A key limitation of this study that needs to be recognized is the limited sample size. With samples this small, a single outlier can dramatically affect the magnitude of the relationship. For this reason outliers were carefully identified and removed in order to provide a more accurate representation of the association. Furthermore, visual observation of Figures 1 and 2 reveals a reasonable distribution of scores across the continuum of each scale with no obvious outliers. However, it is still very possible that few additional subjects could dramatically affect this relationship. The strength of the relationships, especially that between the PCS and HnCWR, provides some degree of confidence in the association, but until more data are collected, this should be considered no more than proof-of-concept. In fact, one could argue that the association is too strong at this stage, certainly well beyond that expected. Further investigation in a larger sample will be required here.
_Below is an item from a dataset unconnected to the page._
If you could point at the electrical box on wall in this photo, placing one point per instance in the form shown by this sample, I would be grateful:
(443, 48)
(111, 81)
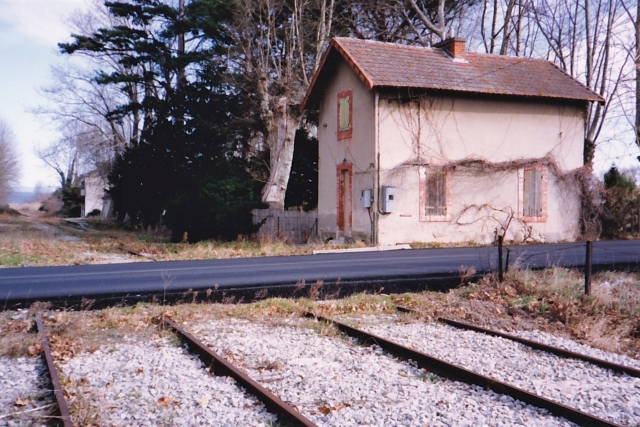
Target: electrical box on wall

An additional limitation is reflected in the protocol for saliva collection; subjects collected the samples independently at home not under the supervision of a member of the research team. This was intentional and is not uncommon in the field (e.g., [56]). This is done to remove the potentially confounding effect of the stress of going to work or the potential stress of being in the laboratory or clinic environment. However, this does increase the potential for noncompliance with the measurement protocol, and in fact the magnitude of the CWR in this pilot study is lower than what has been published previously suggesting that, perhaps, the initial saliva sample was not obtained immediately upon waking. As an attempt at some degree of standardization in this regard, subjects completed a simple self-report form at each collection interval, on which they indicated the time they awoke that day, the current time of the collection, and indicated by a check box that they had followed the protocol (no eating, drinking, exercise, or intercourse for 1 hour prior). While the times reported on those forms were in accordance with the protocol, this is by no means an absolute protection against deviation. However, it provided at least some degree of confidence that subjects were at least aware of the protocol and tried to follow it. Finally, there was some evidence of sample contamination that occurred in one subject at baseline and another at 3-month followup. We were unable to identify the source of the contamination, but this highlights the importance of strict adherence to protocol and sterile handling procedures. From a practical perspective, this type of sampling can be more challenging than self-report measures since some patients may not have adequate hair available and others may be reluctant to have hair cut from their head. These were certainly challenges experienced during recruitment and sampling. Given the strong relationships between biological and psychological reports in this study, further exploration of this relationship is imperative. Exploring alternate strategies to make the sampling more palatable to subjects, longitudinal designs to look at predictive validity in larger samples and feasibility of creating practical tests that could be used in the clinic will be needed before this proof-of-principle finding can be scaled up for widespread clinical utilization.

6. Conclusions

Preliminary evidence has been presented that suggests the cortisol waking response measured in the acute phase after musculoskeletal trauma may provide important insights into the mechanisms of concurrent distress and future recovery status, but only when normalized to 3-month hair cortisol. While small sample size exposes potential risk of over interpretation, the magnitude of the associations provides confidence in HnCWR as a promising avenue for further research.


This work was supported by an Academic Development Fund grant from Western University Canada awarded to D. Walton, J. MacDermid, and S. Van Uum. The authors declare that they have no conflict of interests with the material presented.